The FTC filed an administrative complaint against CB&I immediately following the company’s 2001 acquisition of assets from PDM. According to the complaint, CB&I and PDM competed as the two leading producers of various types of field-erected industrial storage tanks including (i) liquefied natural gas storage tanks; (ii) liquefied petroleum gas storage tanks; (iii) liquid atmospheric gas storage tanks; and (iv) thermal vacuum chambers. In 2003, an FTC administrative law judge found that CB&I’s acquisitions were unlawful and ordered that PDM’s assets be divested. Reviewing the administrative law judge’s decision, the full Commission affirmed, except with respect to the relief prescribed. To restore lost competition the FTC ordered CB&I to create two self-sufficient divisions capable of competing in each of the affected markets, and to divest one.

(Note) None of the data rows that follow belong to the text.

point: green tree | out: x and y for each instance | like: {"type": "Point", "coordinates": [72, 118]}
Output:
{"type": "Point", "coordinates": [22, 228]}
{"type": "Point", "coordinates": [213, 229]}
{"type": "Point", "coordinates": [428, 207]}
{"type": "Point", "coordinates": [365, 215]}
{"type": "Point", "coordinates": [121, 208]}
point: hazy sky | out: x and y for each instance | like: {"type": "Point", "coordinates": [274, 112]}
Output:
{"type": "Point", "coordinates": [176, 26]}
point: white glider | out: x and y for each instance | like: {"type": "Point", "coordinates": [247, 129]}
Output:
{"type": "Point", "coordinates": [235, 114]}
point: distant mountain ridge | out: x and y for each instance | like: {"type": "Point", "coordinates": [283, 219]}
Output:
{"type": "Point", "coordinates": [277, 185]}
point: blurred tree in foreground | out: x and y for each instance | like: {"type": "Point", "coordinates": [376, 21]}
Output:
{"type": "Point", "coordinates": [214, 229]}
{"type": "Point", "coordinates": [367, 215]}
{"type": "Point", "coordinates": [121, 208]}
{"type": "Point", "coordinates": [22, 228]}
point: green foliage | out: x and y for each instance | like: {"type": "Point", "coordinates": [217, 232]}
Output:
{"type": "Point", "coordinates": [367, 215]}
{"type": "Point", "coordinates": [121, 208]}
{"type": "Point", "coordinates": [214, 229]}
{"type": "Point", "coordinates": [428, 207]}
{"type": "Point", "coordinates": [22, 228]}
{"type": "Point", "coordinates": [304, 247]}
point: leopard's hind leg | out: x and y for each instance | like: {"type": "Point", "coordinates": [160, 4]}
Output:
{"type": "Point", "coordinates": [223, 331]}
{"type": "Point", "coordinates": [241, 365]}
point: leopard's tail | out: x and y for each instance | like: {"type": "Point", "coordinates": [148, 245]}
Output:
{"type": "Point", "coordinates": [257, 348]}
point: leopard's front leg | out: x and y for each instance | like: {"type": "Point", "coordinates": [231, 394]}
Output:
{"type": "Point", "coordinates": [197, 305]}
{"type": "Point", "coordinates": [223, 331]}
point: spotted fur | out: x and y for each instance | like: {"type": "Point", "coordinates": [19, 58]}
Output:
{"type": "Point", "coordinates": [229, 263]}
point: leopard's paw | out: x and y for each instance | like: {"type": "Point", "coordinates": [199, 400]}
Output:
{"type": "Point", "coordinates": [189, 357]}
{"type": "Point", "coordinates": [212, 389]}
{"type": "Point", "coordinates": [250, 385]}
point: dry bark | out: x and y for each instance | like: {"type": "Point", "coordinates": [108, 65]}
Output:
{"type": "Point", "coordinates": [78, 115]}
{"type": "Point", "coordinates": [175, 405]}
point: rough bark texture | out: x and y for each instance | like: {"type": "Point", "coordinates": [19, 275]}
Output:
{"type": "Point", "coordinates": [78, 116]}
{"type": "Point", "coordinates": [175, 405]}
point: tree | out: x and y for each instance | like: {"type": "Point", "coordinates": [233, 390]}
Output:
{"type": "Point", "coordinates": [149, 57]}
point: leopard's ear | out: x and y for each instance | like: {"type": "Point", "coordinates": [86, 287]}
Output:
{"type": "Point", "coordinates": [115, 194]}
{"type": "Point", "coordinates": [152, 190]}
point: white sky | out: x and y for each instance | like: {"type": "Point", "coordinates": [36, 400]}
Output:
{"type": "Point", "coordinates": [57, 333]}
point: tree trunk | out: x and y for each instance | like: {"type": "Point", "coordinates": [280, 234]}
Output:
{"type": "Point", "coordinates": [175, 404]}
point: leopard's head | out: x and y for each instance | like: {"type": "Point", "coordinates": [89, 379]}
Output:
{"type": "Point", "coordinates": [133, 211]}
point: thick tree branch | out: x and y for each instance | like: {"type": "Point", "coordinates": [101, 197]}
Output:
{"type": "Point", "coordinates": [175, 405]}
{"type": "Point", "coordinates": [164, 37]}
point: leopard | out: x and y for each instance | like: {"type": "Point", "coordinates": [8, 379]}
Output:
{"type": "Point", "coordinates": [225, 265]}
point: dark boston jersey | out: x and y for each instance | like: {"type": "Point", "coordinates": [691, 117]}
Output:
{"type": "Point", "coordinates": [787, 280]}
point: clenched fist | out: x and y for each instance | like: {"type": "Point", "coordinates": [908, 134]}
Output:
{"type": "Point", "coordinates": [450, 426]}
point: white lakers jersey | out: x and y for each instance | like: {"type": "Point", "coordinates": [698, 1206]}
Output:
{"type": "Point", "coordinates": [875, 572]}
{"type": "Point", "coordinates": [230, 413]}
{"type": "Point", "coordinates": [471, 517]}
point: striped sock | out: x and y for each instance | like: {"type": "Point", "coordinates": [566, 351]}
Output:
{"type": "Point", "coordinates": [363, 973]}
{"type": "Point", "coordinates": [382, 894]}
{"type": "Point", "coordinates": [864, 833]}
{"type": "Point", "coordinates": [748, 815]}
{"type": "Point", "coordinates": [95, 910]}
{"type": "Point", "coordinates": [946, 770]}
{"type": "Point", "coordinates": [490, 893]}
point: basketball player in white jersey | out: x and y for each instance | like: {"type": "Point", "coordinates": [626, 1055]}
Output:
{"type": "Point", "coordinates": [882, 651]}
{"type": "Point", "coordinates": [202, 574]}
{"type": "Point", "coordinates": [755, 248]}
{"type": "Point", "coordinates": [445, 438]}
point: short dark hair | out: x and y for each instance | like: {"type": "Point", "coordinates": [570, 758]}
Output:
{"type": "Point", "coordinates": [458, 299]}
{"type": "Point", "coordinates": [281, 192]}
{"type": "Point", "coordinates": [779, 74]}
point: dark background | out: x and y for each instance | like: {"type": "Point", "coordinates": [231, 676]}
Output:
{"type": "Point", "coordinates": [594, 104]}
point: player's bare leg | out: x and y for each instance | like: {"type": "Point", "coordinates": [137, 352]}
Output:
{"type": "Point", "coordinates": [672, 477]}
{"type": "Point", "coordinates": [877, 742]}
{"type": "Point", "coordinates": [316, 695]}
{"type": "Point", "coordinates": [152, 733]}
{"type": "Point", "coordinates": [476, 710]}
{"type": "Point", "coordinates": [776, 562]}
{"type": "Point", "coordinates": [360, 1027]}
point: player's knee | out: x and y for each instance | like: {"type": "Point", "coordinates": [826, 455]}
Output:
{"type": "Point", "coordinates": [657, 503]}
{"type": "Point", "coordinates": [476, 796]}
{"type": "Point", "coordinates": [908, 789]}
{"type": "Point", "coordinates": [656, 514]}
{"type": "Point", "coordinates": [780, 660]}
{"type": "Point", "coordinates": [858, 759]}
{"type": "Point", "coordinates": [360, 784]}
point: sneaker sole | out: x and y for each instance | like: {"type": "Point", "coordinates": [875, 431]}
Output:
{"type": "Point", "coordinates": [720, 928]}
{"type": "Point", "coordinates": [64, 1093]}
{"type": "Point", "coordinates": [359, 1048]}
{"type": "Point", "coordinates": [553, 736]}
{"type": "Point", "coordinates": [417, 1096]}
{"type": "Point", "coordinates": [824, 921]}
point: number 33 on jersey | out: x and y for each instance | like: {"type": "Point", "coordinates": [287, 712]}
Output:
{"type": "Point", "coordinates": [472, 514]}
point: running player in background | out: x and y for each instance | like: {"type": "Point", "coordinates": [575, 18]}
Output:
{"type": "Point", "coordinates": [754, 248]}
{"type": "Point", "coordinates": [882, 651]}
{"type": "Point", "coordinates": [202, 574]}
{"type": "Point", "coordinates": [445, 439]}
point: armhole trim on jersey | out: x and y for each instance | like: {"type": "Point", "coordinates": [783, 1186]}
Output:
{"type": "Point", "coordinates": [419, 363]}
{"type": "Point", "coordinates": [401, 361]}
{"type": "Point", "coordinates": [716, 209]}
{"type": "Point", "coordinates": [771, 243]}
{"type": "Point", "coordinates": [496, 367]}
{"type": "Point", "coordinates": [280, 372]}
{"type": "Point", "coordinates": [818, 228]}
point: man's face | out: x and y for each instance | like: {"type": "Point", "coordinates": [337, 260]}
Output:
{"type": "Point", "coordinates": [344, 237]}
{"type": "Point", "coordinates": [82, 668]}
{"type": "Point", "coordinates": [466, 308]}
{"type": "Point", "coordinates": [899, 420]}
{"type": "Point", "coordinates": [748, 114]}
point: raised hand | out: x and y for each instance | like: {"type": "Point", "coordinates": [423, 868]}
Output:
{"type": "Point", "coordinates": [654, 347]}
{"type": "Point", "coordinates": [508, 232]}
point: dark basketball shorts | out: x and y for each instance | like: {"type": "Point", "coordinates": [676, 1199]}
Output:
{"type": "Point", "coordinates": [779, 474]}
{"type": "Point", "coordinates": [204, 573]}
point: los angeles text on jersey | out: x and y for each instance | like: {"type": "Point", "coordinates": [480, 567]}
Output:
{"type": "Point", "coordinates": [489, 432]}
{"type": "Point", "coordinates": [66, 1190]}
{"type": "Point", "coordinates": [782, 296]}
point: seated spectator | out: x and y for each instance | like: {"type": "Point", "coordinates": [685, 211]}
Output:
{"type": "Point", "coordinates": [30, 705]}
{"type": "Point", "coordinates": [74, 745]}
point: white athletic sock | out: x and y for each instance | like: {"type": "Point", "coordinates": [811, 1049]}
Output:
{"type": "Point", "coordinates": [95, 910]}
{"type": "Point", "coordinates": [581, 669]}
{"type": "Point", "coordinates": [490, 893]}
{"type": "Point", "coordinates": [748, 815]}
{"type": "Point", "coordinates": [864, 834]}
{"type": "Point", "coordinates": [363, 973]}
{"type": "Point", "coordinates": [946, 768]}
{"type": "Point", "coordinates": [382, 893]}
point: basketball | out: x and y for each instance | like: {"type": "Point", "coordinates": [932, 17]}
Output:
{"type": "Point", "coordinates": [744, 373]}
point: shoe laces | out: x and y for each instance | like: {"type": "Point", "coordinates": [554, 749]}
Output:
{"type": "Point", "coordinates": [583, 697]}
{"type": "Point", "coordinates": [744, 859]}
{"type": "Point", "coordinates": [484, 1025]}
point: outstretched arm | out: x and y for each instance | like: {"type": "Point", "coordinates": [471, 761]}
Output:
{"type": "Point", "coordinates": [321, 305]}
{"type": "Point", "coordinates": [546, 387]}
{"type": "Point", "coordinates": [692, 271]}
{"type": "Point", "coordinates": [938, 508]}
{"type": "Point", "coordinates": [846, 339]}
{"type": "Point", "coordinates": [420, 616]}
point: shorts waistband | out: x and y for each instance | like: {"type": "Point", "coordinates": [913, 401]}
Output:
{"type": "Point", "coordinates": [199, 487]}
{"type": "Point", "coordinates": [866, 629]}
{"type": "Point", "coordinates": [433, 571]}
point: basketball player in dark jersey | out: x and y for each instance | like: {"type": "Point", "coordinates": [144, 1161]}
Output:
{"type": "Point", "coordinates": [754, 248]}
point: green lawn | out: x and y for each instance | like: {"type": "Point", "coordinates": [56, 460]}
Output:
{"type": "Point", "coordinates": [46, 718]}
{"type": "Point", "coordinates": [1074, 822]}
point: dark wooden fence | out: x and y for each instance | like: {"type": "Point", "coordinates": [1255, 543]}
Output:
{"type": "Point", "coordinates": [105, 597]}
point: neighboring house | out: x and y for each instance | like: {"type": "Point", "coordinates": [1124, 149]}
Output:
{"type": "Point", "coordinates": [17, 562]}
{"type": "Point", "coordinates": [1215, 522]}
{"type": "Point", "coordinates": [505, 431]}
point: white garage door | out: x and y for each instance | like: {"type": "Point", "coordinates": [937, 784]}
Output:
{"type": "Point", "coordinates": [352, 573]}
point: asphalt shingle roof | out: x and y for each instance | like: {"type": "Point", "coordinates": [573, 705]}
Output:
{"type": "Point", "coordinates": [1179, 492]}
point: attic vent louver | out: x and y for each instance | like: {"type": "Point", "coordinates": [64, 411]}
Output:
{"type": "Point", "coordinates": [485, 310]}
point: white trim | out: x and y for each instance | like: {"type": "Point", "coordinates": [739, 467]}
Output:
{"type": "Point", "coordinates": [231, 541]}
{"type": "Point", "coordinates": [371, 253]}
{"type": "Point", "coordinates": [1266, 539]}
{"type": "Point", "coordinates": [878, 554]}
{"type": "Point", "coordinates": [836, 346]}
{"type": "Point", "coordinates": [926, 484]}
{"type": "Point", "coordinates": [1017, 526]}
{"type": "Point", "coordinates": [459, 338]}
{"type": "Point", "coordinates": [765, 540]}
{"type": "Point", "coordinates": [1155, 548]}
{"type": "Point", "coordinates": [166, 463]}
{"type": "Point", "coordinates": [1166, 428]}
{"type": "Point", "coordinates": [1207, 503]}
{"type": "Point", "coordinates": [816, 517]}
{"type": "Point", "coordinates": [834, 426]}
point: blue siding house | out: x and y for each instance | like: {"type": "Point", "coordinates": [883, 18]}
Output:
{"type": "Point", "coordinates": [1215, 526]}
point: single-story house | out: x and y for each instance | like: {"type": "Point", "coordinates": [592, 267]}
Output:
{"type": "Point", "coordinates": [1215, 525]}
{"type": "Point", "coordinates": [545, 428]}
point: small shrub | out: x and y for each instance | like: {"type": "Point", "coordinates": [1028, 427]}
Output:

On appeal, the Fifth Circuit affirmed the FTC’s decision. It determined that the agency correctly applied the legal standards of burdens of proof and persuasion, and properly analyzed evidence of “potential entry” in declining CB&I’s assertion that entry would be sufficient to counteract any anticompetitive effects of the acquisitions. Finally, the court upheld the FTC’s remedy as neither overbroad nor punitive, and denied CB&I’s claim that the agency should have conducted a separate evidentiary hearing before deciding on the remedy imposed.